Hamad Al-Azani

Personal information
- Full name: Hamad Khalifa Hamed Al-Azani
- Date of birth: 31 May 1973 (age 52)
- Place of birth: Al-Ain, United Arab Emirates
- Height: 1.80 m (5 ft 11 in)
- Position: Defender

Team information
- Current team: Oman U-23 (Manager)

Youth career
- 1986–1990: Al-Nahda

Senior career*
- Years: Team / Apps / (Gls)
- 1990–2003: Al-Nahda / ? / (?)

Managerial career
- 2002–2005: Al-Nahda (youth)
- 2005–2006: Oman (assistant)
- 2006: Oman (caretaker)
- 2007–2008: Oman (assistant)
- 2008: Oman (caretaker)
- 2008–2010: Al-Nahda
- 2010–2011: Oman
- 2011–2012: Oman U-23
- 2012–2014: Al-Nahda
- 2014–2015: Oman U-23

= Hamad Al-Azani =

Omani footballer and manager (born 1973)

Hamad Khalifa Hamed Al-Azani commonly known as Hamad Al-Azani (حمد خليفة حامد العزاني; born 31 May 1973) is an Omani football manager and a former footballer who is currently the manager of Oman national under-23 football team.

==Managerial career==
He has had a successful managerial career in Oman with Al-Nahda Club, Oman national football team and Oman national under-23 football team.

===Oman national team===
On 1 March 2006, Croatian manager Srećko Juričić was sacked by the Oman Football Association following the 1-0 loss of Oman against the hosts United Arab Emirates. Following the sacking, the Oman Football Association appointed Hamad as the interim manager of the national team.

In June 2008 after the sudden sacking of Julio César Ribas by the Oman Football Association, due to Oman's poor performance in 2010 FIFA World Cup qualification, Hamad was appointed as an interim manager of Oman national football team. He led Oman to an undefeated streak in the few months he managed the team.

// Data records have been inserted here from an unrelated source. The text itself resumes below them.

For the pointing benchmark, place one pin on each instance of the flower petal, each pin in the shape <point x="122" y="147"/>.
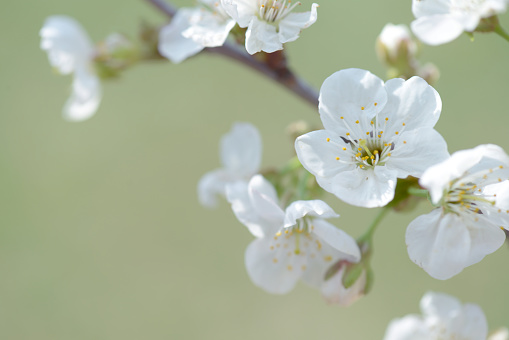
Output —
<point x="172" y="44"/>
<point x="293" y="23"/>
<point x="416" y="151"/>
<point x="337" y="239"/>
<point x="413" y="103"/>
<point x="345" y="94"/>
<point x="271" y="269"/>
<point x="440" y="244"/>
<point x="86" y="95"/>
<point x="261" y="36"/>
<point x="241" y="150"/>
<point x="299" y="209"/>
<point x="363" y="188"/>
<point x="437" y="29"/>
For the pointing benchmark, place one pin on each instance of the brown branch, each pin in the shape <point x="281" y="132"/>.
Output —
<point x="274" y="67"/>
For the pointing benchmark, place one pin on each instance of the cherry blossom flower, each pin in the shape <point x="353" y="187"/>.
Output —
<point x="441" y="21"/>
<point x="70" y="51"/>
<point x="290" y="245"/>
<point x="193" y="29"/>
<point x="443" y="317"/>
<point x="472" y="192"/>
<point x="374" y="134"/>
<point x="270" y="23"/>
<point x="240" y="153"/>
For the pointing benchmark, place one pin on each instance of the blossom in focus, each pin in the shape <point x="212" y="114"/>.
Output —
<point x="290" y="245"/>
<point x="240" y="153"/>
<point x="193" y="29"/>
<point x="472" y="192"/>
<point x="374" y="134"/>
<point x="70" y="51"/>
<point x="270" y="23"/>
<point x="441" y="21"/>
<point x="443" y="317"/>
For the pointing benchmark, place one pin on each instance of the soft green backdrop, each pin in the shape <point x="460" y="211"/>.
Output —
<point x="101" y="234"/>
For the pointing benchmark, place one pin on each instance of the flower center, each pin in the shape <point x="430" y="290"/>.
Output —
<point x="275" y="10"/>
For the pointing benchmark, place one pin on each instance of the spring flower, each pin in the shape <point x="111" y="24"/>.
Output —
<point x="240" y="153"/>
<point x="374" y="134"/>
<point x="70" y="51"/>
<point x="443" y="317"/>
<point x="472" y="192"/>
<point x="290" y="245"/>
<point x="270" y="23"/>
<point x="441" y="21"/>
<point x="193" y="29"/>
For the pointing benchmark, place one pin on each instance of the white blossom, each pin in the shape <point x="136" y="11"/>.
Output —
<point x="70" y="51"/>
<point x="374" y="134"/>
<point x="193" y="29"/>
<point x="270" y="23"/>
<point x="472" y="192"/>
<point x="240" y="153"/>
<point x="290" y="245"/>
<point x="443" y="318"/>
<point x="441" y="21"/>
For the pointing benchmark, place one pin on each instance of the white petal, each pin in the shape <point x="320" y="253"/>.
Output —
<point x="416" y="151"/>
<point x="86" y="96"/>
<point x="172" y="44"/>
<point x="211" y="185"/>
<point x="208" y="29"/>
<point x="430" y="7"/>
<point x="271" y="269"/>
<point x="293" y="23"/>
<point x="261" y="36"/>
<point x="436" y="29"/>
<point x="241" y="150"/>
<point x="66" y="42"/>
<point x="438" y="244"/>
<point x="412" y="102"/>
<point x="334" y="292"/>
<point x="337" y="239"/>
<point x="345" y="93"/>
<point x="364" y="188"/>
<point x="299" y="209"/>
<point x="318" y="155"/>
<point x="410" y="327"/>
<point x="264" y="200"/>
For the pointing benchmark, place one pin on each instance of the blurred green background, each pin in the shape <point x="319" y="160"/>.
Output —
<point x="101" y="233"/>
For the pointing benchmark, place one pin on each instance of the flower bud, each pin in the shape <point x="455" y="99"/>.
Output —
<point x="395" y="46"/>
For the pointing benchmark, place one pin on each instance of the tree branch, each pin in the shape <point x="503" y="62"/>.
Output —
<point x="275" y="65"/>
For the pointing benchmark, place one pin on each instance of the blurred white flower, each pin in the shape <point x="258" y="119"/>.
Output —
<point x="374" y="134"/>
<point x="270" y="23"/>
<point x="472" y="192"/>
<point x="292" y="244"/>
<point x="240" y="153"/>
<point x="70" y="51"/>
<point x="443" y="317"/>
<point x="441" y="21"/>
<point x="193" y="29"/>
<point x="393" y="41"/>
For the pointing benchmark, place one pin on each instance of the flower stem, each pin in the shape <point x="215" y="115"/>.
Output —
<point x="500" y="31"/>
<point x="368" y="235"/>
<point x="278" y="72"/>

In July 2008, the Oman Football Association appointed Frenchman Claude Le Roy as the manager of the national team and as a result Hamad was appointed as the assistant manager.

===Oman Olympic team===
On 19 January 2011, he replaced the Frenchman Sébastien Migné as the manager of the Oman national under-23 football team. He was given the charge of leading the team in the Men's Asian Qualifiers of the 2012 Summer Olympics. He led the team to a 7-2 aggregate win over Tajikistan national under-23 football team in the preliminary round 1. In the preliminary round 2, Oman again put up a great performance against China national under-23 football team defeating them on an aggregate score of 4-1. In the preliminary round 3, Oman began their campaign with a 2-0 defeat to hosts South Korea. But then Oman bounced back and won back to back matches against Saudi Arabia and Qatar 2-0 and 3-0 (awarded) respectively. On 22 February 2012, Oman faced a 0-3 home loss against South Korea national under-23 football team and hence losing all the chances of finishing at the top of the group which would have earned them a direct spot at 2012 Summer Olympics for the first time. As a result of this loss, he was shown the door and the country’s London Olympics hopes were now in the hands of the national team coach Paul Le Guen who was appointed as the manager for the Playoff Round and also the AFC–CAF play-off.

===Back to Oman national team===
On 28 February 2007, the Oman Association Football sacked the Czech football manager Milan Máčala as he failed to win the nation its first ever Arabian Gulf Cup in Abu Dhabi after losing 1-0 in the finals against the hosts United Arab Emirates. Hamad was once again appointed as the interim manager of the national team.

===Back to Oman Olympic team===
On 25 May 2014, he signed a two-years contract with the Oman Football Association to manage the Oman national under-23 football team once again after a two year hiatus. His immediate task was to prepare the team for the 2014 GCC U-23 Championship to be hosted from August 30 – September 9 in Doha, Qatar.